During a talk called Dementia: How Can We Protect Ourselves? Professor Lawrence Whalley, emeritus professor of mental health in the College of Medicine and Life Sciences at the University of Aberdeen, said: ‘The thing a boy is never told he needs to do if he wants to live a longer life – but what he should do – is marry an intelligent woman.
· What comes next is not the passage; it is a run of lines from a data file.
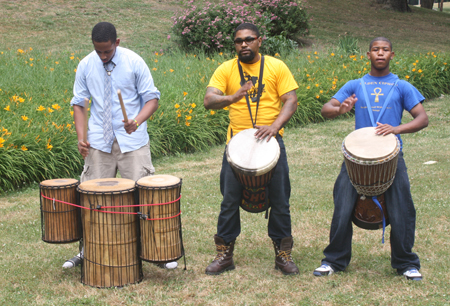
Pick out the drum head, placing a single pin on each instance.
(162, 180)
(58, 182)
(107, 185)
(364, 144)
(251, 156)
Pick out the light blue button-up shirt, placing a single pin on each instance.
(132, 76)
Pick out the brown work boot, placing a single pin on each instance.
(224, 258)
(283, 259)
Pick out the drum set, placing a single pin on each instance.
(122, 222)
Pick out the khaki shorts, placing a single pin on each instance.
(131, 165)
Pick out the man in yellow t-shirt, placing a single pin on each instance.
(272, 101)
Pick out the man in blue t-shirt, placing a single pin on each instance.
(379, 99)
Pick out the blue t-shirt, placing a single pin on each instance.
(404, 97)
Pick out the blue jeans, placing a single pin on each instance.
(229, 223)
(402, 218)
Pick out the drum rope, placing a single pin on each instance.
(121, 206)
(375, 199)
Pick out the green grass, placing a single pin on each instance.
(30, 270)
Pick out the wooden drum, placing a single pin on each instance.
(371, 162)
(110, 233)
(160, 223)
(60, 222)
(253, 162)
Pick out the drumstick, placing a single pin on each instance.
(125, 117)
(86, 119)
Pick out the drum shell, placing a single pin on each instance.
(253, 162)
(161, 233)
(371, 178)
(60, 222)
(110, 238)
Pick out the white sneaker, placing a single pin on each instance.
(323, 270)
(74, 261)
(413, 274)
(168, 265)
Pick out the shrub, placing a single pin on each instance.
(211, 26)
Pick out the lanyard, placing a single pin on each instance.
(385, 104)
(258, 95)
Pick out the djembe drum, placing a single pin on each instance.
(110, 233)
(60, 221)
(371, 162)
(160, 223)
(253, 163)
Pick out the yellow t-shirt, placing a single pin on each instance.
(277, 80)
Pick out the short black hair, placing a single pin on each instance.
(247, 26)
(104, 32)
(381, 38)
There is no better buffer than intelligence.’

The talk was looking at a range of factors and behaviours that could help to have a protective effect on brain health and reduce the risk of dementia.

In the past, research has focused on the benefits of activities like doing crosswords, reading and visiting museums, but Professor Whalley’s comments suggest that having a partner who provides interesting and challenging conversation could also help prevent Alzheimer’s.

It follows a study which discovered that people who were less likely to develop dementia tended to be ‘highly intelligent’ and in ‘high-powered jobs’.

Professor Whalley also went on to point out that while it becomes difficult to change your dementia likelihood ‘trajectory’ past the age of 40, that learning new skills, such as a language, could potentially ‘give you a five-year buffer against dementia’.

Another speaker at the talk, Professor Margaret Rayman, of the University of Surrey, also highlighted the importance of diet and recommended over-50s take vitamin B12 supplements.